I’ve thought for a long time that I would like to write a novel in which the hero is super-endowed with a belief in rationality but he turns out to be right. And the reader, and the police, and his wife, are all wrong. It was something of a counter piece for Black Dogs, in which the central figure is someone who is deeply suspicious of the rational. I think we still live in this post-Romantic sense—especially in literature, less so in life. So typically in a novel it’s the character who trusts his or her intuition rather than the cold, abstract rationalist who wins through. But that’s not my experience, actually. I think so many good moments in life are actually produced by clear thinking, by thinking things through. Those things we value, like justice, are surely products of rationality. Frankenstein is the great anti-rational novel. It’s such a marvellous novel. It’s very hard to write a novel as fine as that in praise of rationality, but still I think one has to have a go.

And I still think that comes back to this notion—and there are so many instances, that first generation of Romantics that I said I loved, they had a deep distrust of science. Wordsworth said, memorably, that a scientist was someone who would botanise on his mother’s grave - a wonderful insult. But perhaps some very interesting flowers would grow on your mother’s grave.

...actually it's not necessarily the personality of the scientist that interests me, it's just that science itself seems to me a great tribute to human ingenuity. It's a great mistake to exclude ourselves who are not scientists from it.

Ramona Koval:
You think the achievements of scientists and their intellectual gifts rank with the work of literary genius that we often talk about.
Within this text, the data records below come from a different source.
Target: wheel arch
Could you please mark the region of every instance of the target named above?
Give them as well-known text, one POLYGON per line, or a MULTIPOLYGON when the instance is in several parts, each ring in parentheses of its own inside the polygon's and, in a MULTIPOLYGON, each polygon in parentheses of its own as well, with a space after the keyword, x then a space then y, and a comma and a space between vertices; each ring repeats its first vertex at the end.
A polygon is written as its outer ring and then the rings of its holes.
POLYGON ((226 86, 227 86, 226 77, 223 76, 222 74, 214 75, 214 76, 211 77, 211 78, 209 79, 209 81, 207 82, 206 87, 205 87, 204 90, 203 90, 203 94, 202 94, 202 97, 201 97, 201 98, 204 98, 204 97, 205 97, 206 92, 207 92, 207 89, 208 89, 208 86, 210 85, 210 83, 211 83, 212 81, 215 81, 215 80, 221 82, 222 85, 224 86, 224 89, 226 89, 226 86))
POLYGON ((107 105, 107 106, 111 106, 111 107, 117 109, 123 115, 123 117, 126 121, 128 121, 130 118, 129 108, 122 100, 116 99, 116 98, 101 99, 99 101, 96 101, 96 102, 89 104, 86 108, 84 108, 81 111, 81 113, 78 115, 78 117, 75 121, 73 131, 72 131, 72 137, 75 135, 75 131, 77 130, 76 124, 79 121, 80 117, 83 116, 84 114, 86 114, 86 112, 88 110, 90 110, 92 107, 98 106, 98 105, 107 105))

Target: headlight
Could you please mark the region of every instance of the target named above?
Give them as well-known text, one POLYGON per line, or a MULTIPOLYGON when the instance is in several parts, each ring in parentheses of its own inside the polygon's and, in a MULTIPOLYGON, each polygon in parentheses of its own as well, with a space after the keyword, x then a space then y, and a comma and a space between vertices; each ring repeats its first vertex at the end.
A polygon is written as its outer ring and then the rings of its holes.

Who are your favourite scientists?

Ian McEwan:
Darwin is such an interesting man and Turing, the mathematician and computer scientist from this century. But actually it’s not necessarily the personality of the scientist that interests me, it’s just that science itself seems to me a great tribute to human ingenuity. It’s a great mistake to exclude ourselves who are not scientists from it.

And I think we’re all entitled to embrace science. It’s part of what we’ve achieved. The closest I ever got to any real sense of the difficulty of science was at A-level— all the arts students were encouraged to do one year’s mathematics, even though we were no good at maths. But the good teacher took us, step by step, through the calculus, and I realised I was at the very roof of my intellectual grasp of something. I’ve never, ever, before or since understood something so difficult as something that Newton and Leidenitz invented two hundred and fifty years ago. And the teacher was very good, he said, ‘Is everyone with me so far?’, and half of us would say, ‘No.’ So we’d go back, and finally you’d feel, if I sneeze, the whole thing’s going to go…

And I realised what a lucky life us liberal arts know-nothings have. We never really had to understand anything very difficult. And it was at that point I thought that someone had invented this. Differential equations—the mathematics that would show you the way something changed—to examine something as it changed, seemed to me like a sort of logarithmic quantum leap of the imagination. And I think one has to take it on as part of a celebration of our own ingenuity. I take a humanist view of science. Why the physical world is describable by maths is some delicious mystery to me.

This is an edited transcript of an interview recorded at the Edinburgh Festival in September 2002.